El infante ascendía por la cuesta empedrada dando grandes zancadas y balanceando la cabeza acompasadamente para ayudar a llevar en una mano la pesada cartera de cuero, ya ajado y ennegrecido por ser heredada de su hermano mayor. La otra mano igualmente entumecida por el frío descansaba en el bolsillo, aprietando la canica de barro que casualmente allí encontró. No era una disposición de los miembros muy apropiada para el avance y, además, al doblar la esquina de la Casa del Sol fue azotado inmisericordemente por el viento gélido y potente de diciembre que siempre se enseñoreaba en esta época de la plazuela; pero impertérrito, el niño continuó su marcha entrecerrando los ojos y agachando la cabeza para, inclinándose hacia delante, adoptar una posición más aerodinámica en la que tan solo las orejas sembradas de sabañones se constituían en potente estorbo para aquel menester. El familiar rebato de las campanas de San Mateo, cuyos peculiares sones permanecían en el ambiente unos instantes, como suspendidos hasta la siguiente campanada, saludaron ya en el alto la visión de las acacias que guardaban su casa, adonde llegó al fin cruzando el portalón permanentemente oscuro. Había sido el ultimo día de clase antes de las vacaciones navideñas: clases de monotonía cantarina, recreos de “pase misí” y desayunos a deshoras con la última leche en polvo americana. Parvulario de calzonas eternas con retratos de Juan XXIII en los pasillos. Visiones impactantes en los grabados de Historia Sagrada y glorias imperiales. Misas interminables en latín que el cura –con coronilla- mascullaba de espaldas.

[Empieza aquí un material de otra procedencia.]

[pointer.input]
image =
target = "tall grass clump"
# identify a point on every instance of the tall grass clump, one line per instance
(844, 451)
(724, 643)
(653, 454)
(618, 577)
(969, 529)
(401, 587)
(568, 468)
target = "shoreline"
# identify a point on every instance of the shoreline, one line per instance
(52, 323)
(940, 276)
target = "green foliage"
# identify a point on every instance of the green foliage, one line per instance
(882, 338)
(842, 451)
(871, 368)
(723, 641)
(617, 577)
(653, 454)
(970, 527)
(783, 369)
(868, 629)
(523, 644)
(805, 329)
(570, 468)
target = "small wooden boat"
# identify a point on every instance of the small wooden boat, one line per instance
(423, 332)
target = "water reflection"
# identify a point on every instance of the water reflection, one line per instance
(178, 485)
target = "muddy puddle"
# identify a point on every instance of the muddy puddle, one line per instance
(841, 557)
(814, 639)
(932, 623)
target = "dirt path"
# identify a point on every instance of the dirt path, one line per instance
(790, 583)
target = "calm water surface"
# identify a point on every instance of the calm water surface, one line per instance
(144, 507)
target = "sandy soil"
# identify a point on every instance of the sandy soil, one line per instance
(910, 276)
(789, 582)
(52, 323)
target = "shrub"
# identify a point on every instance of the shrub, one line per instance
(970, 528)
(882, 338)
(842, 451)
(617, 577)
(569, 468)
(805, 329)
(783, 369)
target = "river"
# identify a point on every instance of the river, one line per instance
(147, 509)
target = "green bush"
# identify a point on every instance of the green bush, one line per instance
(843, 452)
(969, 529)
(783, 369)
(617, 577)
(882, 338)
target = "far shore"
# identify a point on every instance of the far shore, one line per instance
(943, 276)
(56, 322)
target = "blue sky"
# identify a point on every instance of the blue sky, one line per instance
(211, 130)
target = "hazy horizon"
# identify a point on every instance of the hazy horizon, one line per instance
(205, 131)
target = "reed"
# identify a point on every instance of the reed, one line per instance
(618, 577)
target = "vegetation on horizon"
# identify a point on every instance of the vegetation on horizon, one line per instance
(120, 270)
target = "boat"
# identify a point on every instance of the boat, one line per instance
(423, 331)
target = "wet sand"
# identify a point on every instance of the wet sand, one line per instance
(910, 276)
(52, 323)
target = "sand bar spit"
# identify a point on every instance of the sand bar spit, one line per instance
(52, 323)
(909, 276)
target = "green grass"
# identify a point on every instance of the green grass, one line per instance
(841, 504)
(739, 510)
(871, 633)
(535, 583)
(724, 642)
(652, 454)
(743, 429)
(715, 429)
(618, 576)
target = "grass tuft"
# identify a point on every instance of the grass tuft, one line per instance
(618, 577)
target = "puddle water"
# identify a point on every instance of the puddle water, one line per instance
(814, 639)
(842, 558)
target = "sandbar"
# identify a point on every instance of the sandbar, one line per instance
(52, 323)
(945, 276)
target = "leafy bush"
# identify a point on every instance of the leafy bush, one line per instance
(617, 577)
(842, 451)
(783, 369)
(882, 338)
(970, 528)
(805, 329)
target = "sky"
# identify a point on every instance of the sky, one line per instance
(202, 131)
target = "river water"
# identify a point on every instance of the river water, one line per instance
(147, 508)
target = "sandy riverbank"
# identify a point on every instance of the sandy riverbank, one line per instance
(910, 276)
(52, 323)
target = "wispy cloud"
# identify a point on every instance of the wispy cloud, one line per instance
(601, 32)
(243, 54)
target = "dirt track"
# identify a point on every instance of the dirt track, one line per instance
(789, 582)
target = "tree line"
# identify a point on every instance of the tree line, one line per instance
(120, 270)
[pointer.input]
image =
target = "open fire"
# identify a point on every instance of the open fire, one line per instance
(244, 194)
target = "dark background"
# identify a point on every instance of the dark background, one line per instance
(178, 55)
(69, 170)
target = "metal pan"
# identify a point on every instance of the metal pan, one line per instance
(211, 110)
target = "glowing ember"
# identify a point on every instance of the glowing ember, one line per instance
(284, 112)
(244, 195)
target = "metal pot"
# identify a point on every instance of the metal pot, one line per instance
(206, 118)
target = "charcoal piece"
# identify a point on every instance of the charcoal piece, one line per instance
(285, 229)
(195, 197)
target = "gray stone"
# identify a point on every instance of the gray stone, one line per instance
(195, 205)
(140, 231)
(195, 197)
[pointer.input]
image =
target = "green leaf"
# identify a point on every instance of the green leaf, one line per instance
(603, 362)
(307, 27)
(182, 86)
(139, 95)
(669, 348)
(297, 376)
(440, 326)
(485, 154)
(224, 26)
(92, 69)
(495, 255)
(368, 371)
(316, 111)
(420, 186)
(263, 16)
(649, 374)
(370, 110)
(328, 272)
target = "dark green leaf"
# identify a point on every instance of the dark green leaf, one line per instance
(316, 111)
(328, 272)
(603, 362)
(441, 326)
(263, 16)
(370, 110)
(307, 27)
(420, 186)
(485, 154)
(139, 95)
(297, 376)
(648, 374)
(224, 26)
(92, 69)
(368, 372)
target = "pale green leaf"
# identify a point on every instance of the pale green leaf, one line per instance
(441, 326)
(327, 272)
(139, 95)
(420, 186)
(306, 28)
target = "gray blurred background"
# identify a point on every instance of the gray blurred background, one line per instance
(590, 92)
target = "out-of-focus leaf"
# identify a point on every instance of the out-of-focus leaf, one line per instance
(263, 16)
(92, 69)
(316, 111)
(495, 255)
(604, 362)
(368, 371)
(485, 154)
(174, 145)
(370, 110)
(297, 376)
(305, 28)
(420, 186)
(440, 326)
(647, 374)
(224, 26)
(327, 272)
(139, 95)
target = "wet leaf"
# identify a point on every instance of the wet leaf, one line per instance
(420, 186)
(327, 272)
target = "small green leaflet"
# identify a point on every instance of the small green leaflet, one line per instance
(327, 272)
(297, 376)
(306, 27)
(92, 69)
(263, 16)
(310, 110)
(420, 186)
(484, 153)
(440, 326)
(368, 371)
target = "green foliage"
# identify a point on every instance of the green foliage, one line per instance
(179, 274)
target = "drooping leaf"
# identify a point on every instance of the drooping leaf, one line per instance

Dejó la cartera en cualquier sitio. Y se acomodó con fruición en la camilla de la cocina al amparo meloso del brasero de picón, ahora pujante y agresivo porque alguien había echado una “firma” con la badila. Su pijama se calentaba en la alambrera. Genial. ¿Qué preocupaciones pueden permitirse y conseguir perturbar la mente de un niño? Ninguna. Al día siguiente saboreó bajo las mantas la placentera prórroga de sueño que supone no levantarse a la hora habitual, con éxtasis añadido en el duermevela. Vagamente llegaba a la alcoba la musiquilla del primer diario hablado de Radio Nacional de España; después, el inconfundible soniquete de los niños del colegio de San Ildefonso al cantar los números. No cabía ninguna duda de que era Navidad. Con sabañones y sin televisión, pero Navidad. Y había que hacer el belén, poner el corcho y el musgo de todos los años, buscar el pozo, las ovejas y el pastor manco, la lavandera y el Niño Jesús que nunca aparecía entre la paja que protegía las figuras. Buscaría en el desván la pandereta e intentaría portarse muy bien, porque los Reyes estaban de camino y el triciclo de madera, ya roto.
Hoy he vuelto a escuchar, cuarenta y cinco años después, las mismas campanas de San Mateo. El viento suena exactamente igual. Me he sorprendido a mí mismo entrecerrando los ojos, pero ya no están las acacias junto al portalón, y aquel niño debe estar muy escondido en algún recóndito lugar de la corteza cerebral. Sin embargo, todos los años le brindo la oportunidad de salir y de infundir una pequeña dosis de ilusión y de inocencia, por aquello de las preocupaciones. El sabor del mazapán me transporta en el tiempo como una máquina de Isaac Asimov. Inténtenlo también ustedes. Y Feliz Navidad.